Battling cheats in Call of Duty must be a thankless task, akin to an infinite game of Whac-A-Mole. But Team Ricochet — Activision’s in-house anti-cheat team for CoD games — seems determined to have some fun with it. The developers, who were last in the headlines for making cheaters hallucinate imaginary players, have unveiled their latest anti-cheat measure for Warzone battle royale, released in tandem with Modern Warfare 3: They call it Splat.
Put simply, if you cheat in Warzone and are detected, Ricochet’s tech might “randomly, and for fun” disable your parachute as you deploy, so you meet an ignominious, high-velocity end before you even get to participate in the match.
But what if a cheat is detected some way into a match, after safely reaching the ground? “Well, Splat can also adjust player velocity, which transforms a bunny hop into a 10,000-foot drop, taking them out instantly,” explained Team Ricochet.
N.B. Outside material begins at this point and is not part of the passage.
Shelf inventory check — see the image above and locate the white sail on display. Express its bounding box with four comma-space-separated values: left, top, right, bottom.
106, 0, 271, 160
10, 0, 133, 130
As a plus, this must be very funny for everyone else in the match to witness.
Team Ricochet reassured legitimate players that there is no way Splat can trigger for a player that hasn’t been verified to be cheating, even if they’ve been reported by other players.
Splat isn’t actually the most effective way to deal with a cheater, Team Ricochet confessed. Many of the techniques the team uses, called mitigations — like the hallucinations of imaginary players, which distract cheaters and draw them away from the action — are designed to be undetectable to the cheater while keeping them in the game so Team Ricochet can gather data on them.
But Splat doesn’t do that. It effectively just kicks verified cheaters from the game in a way that publicly humiliates them in a slapstick fashion, for no reason other than poetic justice. That’s fair enough. It’s important to take pleasure in your work where you can.